The hosts file is given preferential treatment to other host name mapping services such as DNS servers. Also, the hosts file is in direct control of the system, unlike the DNS servers which means it can be used to override the host name resolutions.
The main functionality of the hosts file is to map local host names with in the local networks, which are usually not resolved by other methods. You will usually find entries for the “local” names such as localhost and loopback being mapped back to the machines.
The hosts file is located in the folder /etc/ and is a text file. The file can be accessed by using the absolute path /etc/hosts. This means that it can be modified locally using any text editor, provided you have the required permissions to do so. You can take advantage of the fact that the /etc/hosts is preferred over DNS and other host mapping method, to perform some functions locally and system-wide.
Blocking IP Addresses
You can block certain host names and IP addresses by mapping it to a non-existent IP or the localhost. This can be used to block several ad networks as well, which means it can function as a Ad blocker for your browser.
It is pretty tedious to find and map all ad networks manually into the hosts file. You can download some hosts file from internet which are crowd sourced and have very good coverage of commonly seen ads.
Another useful function is to temporarily block web domains, such as facebook.com or twitter on the machine thus blocking someone from accessing these sites using any of the browsers.

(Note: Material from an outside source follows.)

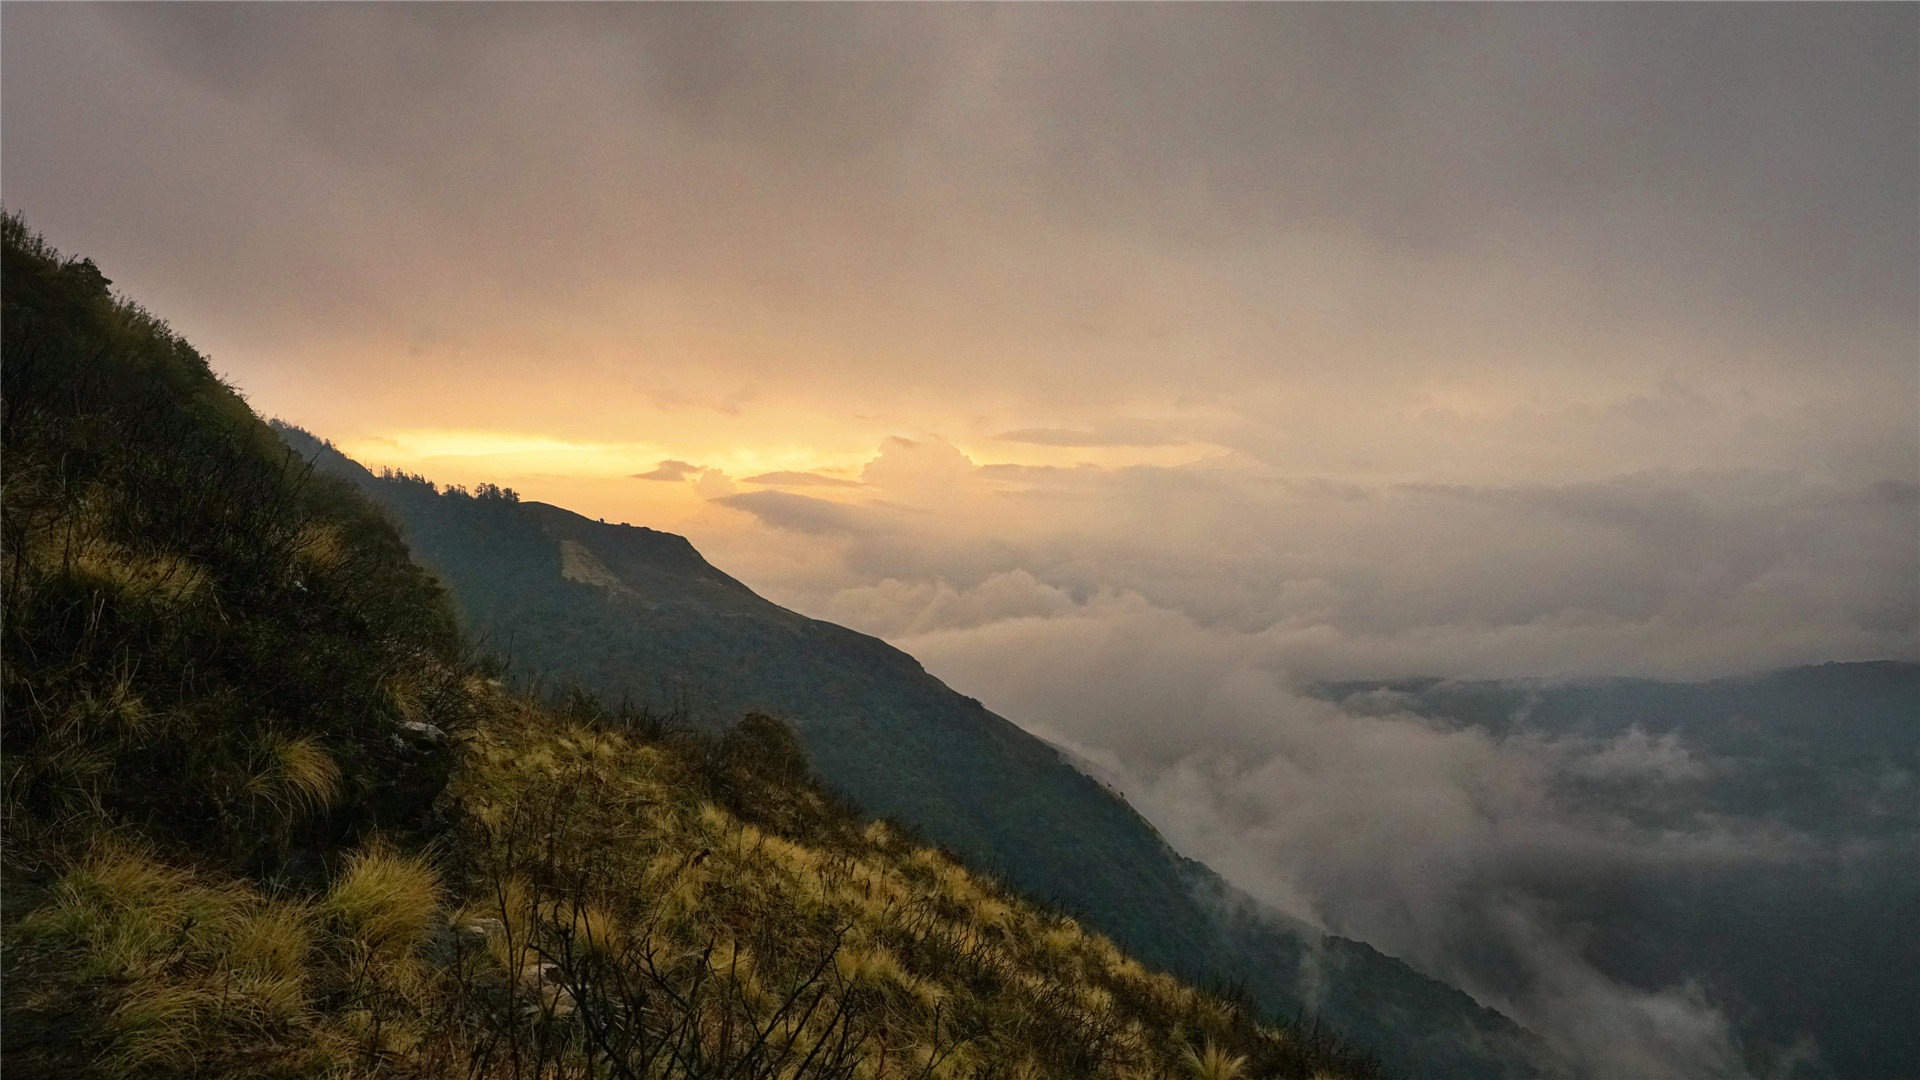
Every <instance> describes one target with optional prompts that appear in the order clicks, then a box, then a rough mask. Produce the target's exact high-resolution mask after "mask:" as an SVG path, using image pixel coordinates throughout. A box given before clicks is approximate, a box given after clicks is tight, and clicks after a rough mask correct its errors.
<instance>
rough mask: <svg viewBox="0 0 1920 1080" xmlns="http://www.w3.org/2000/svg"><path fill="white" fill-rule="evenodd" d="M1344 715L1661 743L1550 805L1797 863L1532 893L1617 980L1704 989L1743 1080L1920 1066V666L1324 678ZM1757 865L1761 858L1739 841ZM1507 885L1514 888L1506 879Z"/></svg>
mask: <svg viewBox="0 0 1920 1080" xmlns="http://www.w3.org/2000/svg"><path fill="white" fill-rule="evenodd" d="M1315 692H1317V694H1321V696H1325V698H1329V700H1332V701H1340V703H1342V705H1344V707H1346V709H1350V711H1390V713H1413V715H1419V717H1423V719H1427V721H1428V723H1432V724H1438V726H1446V728H1478V730H1484V732H1488V734H1492V736H1496V738H1524V740H1561V742H1563V744H1567V742H1571V744H1586V746H1607V744H1613V746H1628V744H1640V746H1645V748H1659V749H1661V753H1663V755H1665V757H1663V761H1665V763H1667V771H1665V773H1661V771H1655V773H1640V774H1634V773H1619V774H1571V776H1563V778H1561V780H1559V782H1557V786H1555V790H1553V798H1555V799H1557V801H1559V803H1561V805H1565V807H1584V809H1590V811H1594V813H1609V815H1619V817H1620V819H1630V821H1634V822H1636V824H1638V826H1642V828H1645V830H1647V832H1655V834H1667V836H1699V834H1701V832H1703V830H1726V832H1730V834H1736V836H1738V834H1745V836H1759V838H1772V844H1774V846H1776V847H1778V849H1782V851H1789V853H1791V855H1774V857H1755V859H1751V861H1747V859H1741V857H1732V859H1724V857H1722V859H1674V861H1667V863H1653V865H1640V867H1624V865H1622V867H1615V869H1611V871H1609V872H1607V874H1603V876H1599V878H1580V876H1565V874H1557V872H1551V874H1546V876H1544V878H1542V880H1536V882H1530V884H1528V886H1526V888H1528V890H1530V892H1532V894H1534V896H1538V897H1540V899H1544V901H1546V903H1551V907H1553V909H1555V911H1559V913H1561V915H1563V917H1565V919H1569V920H1578V924H1580V928H1582V934H1580V942H1582V951H1584V955H1586V957H1588V961H1590V963H1592V965H1594V967H1596V969H1599V970H1601V972H1605V974H1607V976H1609V978H1615V980H1619V982H1620V984H1624V986H1642V988H1657V986H1680V984H1692V986H1697V988H1701V990H1703V992H1705V994H1707V995H1709V997H1711V999H1713V1001H1716V1003H1718V1007H1720V1009H1724V1013H1726V1015H1728V1020H1730V1022H1732V1026H1734V1030H1736V1034H1738V1038H1740V1043H1741V1045H1743V1049H1745V1055H1747V1067H1749V1068H1751V1070H1753V1072H1755V1074H1759V1076H1805V1078H1828V1076H1847V1078H1889V1080H1891V1078H1903V1076H1912V1074H1914V1063H1920V997H1916V995H1914V992H1912V990H1914V986H1920V872H1916V871H1914V869H1916V867H1920V798H1916V780H1920V665H1916V663H1903V661H1866V663H1824V665H1816V667H1797V669H1786V671H1772V673H1764V675H1745V676H1736V678H1715V680H1707V682H1657V680H1647V678H1605V680H1582V682H1544V680H1438V678H1407V680H1396V682H1329V684H1323V686H1317V688H1315ZM1753 847H1755V855H1759V853H1761V851H1764V847H1763V846H1759V844H1755V846H1753ZM1519 880H1521V876H1519V874H1515V876H1513V878H1509V882H1519Z"/></svg>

The advantage of using a hosts file is that it can work across browsers rather than having to have a separate Ad blocker for each of the browsers that you use. But it is quite possible that the maintenance of the file can become quite tedious over time and trouble shooting is cumbersome for large hosts files.
DNS Lookup Time
You can manually map the hostnames for your commonly visited web domains. This can reduce the domain name look up times, as the machine does not have to query the domain server and can map it locally.
There is usually a DNS cache that is maintained by system in order to make the domain look-ups faster. Even with the DNS cache, a local mapping can be faster. This however requires you to keep the entries current at all times. If there is a change in the DNS entry for the hostname at some time, it is quite possible that you will miss it and keep pointing to the old address.
Sometimes you will want to map multiple names to the same IP address. This is equivalent of creating multiple names for the same machine. These names are also known as the aliases to the machine. This is quite often useful in software testing and other scenarios.
One of the uses of aliases is that you can create shortcuts for your commonly used web domains. For example, you can shorten the web domain to something that you can remember easily. Remember that by doing this you are also effectively blocking and re-routing the domain that is your shortcut, if there is one. In the example below, you can use f.b as a shortcut for facebook.com.
188.8.131.52 twitter.com t.c t.com
Although there are several different things that can be done with hosts file, it is quite often not desirable to do so because of the effort required to maintain it. However it will often depend on your own specific requirement, but is often a very quick, easy and dirty way to get it done.